(3Bl Media/Justmeans) - We have, over the past couple of weeks, written about the impact of the rapid growth of renewables, particularly, rooftop solar, on the economic outlook for electric utilities. First we described the downgrade, by Barclay’s investment bank of the entire sector based on fears of a downward spiral, precipitated by massive grid defection among residential customers.
A follow-up piece described a report by the American Council for an Energy Efficient Economy, which had a considerably less dire tone, suggesting that the changes in electricity sales would likely be relatively modest over the next twenty years.
Both of these reports were focused specifically on rooftop residential solar, or what the utilities call distributed generation. Utility scale renewables projects are another important piece of the puzzle and one that, according to a press release by the World Resources Institute (WRI), will have a beneficial impact on both utilities and consumers.
WRI evaluated reports issued by reports four major utility companies including New York Independent System Operator(NYISO), Midcontinent ISO (MISO), serving the Midwest, PJM Interconnect, serving the mid-Atlantic region, and Western Interconnection, serving 14 states west of the Rockies.

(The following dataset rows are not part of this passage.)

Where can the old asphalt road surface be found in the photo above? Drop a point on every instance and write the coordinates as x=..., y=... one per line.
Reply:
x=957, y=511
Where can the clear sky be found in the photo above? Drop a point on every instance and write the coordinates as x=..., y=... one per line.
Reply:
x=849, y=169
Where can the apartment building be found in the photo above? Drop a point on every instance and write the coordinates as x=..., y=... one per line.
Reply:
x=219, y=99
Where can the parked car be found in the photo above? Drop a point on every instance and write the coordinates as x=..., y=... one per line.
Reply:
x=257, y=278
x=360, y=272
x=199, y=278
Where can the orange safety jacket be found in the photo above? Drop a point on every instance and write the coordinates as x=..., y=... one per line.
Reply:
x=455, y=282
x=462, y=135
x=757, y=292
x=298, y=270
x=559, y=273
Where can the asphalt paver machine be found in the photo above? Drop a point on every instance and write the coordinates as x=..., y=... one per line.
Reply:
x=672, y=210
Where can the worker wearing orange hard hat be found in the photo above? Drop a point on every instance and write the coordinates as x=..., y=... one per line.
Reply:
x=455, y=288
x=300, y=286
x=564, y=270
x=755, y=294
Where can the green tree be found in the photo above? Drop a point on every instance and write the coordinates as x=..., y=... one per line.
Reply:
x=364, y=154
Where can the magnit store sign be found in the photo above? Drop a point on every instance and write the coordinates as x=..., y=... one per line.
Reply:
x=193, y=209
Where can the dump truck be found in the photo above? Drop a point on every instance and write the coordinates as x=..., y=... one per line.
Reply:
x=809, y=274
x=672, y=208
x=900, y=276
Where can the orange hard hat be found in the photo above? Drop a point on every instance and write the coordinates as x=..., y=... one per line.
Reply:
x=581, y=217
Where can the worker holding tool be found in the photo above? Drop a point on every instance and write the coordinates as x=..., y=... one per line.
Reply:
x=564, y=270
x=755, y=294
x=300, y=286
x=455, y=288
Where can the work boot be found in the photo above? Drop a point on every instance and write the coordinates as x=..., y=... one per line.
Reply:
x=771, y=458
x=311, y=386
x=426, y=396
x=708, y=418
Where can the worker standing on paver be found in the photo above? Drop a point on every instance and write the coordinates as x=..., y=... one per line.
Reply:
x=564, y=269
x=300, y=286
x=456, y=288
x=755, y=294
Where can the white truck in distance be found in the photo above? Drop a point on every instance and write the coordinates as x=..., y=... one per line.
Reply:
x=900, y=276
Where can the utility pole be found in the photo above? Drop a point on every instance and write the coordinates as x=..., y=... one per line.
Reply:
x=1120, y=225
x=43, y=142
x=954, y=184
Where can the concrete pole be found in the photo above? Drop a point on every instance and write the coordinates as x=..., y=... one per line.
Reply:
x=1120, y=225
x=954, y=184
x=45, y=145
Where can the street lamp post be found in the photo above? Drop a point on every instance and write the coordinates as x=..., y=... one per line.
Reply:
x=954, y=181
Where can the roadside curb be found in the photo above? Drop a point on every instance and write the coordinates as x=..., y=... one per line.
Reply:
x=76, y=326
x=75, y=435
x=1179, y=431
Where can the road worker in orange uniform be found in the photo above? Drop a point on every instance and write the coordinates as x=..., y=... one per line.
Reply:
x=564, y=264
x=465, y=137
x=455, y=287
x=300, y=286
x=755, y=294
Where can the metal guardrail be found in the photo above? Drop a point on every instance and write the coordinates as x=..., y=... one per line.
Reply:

In a world where the vast majority of new generation capacity is either coming from renewable or natural gas, and where demand growth has been stagnant, utilities are now finding the opportunity to retire, older, inefficient plants that are more costly to operate. This will reduce operational cost, which is good for everyone involved. These lower wholesale prices for electricity will far outweigh the infrastructure investments needed to incorporating these new renewable sources into the grid. Depending on whether the utility is structured as a regulated monopoly, or investor-owned, which varies by state, will determine how much of those savings will be passed along to consumers.